Mastering Automated Infrastructure Testing: Key to a Successful Launch
Problem statement
As an engineering manager, I frequently encounter scenarios where our team is prepared to proceed, but external factors impede progress. For instance, we often find ourselves ready to deploy code, only to be hindered by an incomplete environment setup. Similarly, our readiness to conduct testing is frequently obstructed by issues like API errors, such as the recurrent “500 Server Down” or “403 Forbidden. You don’t have permissions to access this resource” error, which acts as a significant blocker. These challenges are not sporadic occurrences; they are regular events that we navigate, often surfacing every other day during critical phases of the projects.

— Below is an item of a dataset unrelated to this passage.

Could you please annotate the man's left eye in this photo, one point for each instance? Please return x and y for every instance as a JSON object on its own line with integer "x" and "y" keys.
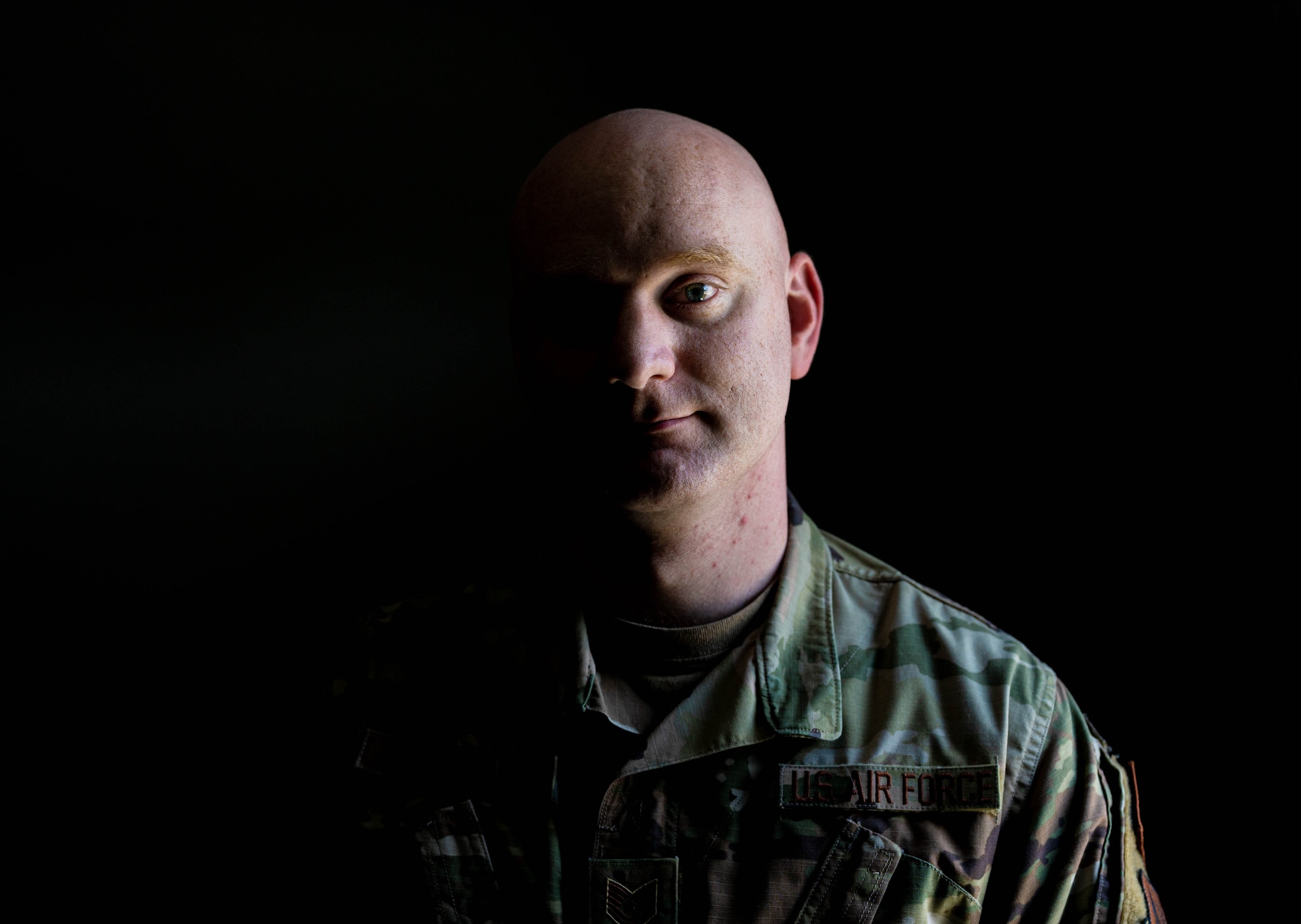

As a delivery lead, your primary duty is to eliminate obstacles rather than directing your team to surmount them. It’s essential to take a step back and introspectively question, “How can we approach this project differently to ensure its success?” This mindset shift from merely confronting challenges to proactively strategizing for success can significantly impact the project’s outcome.
Observations
Numerous environment-related issues in IT infrastructure typically stem from several key factors:
- Human Error: IT staff mistakes, including improper configuration, incorrect data entry, or not adhering to established procedures, often inadvertently lead to system failures.
- Lack of Maintenance: neglecting regular updates and maintenance of both hardware and software creates vulnerabilities and inefficiencies, thereby heightening the risk of failure.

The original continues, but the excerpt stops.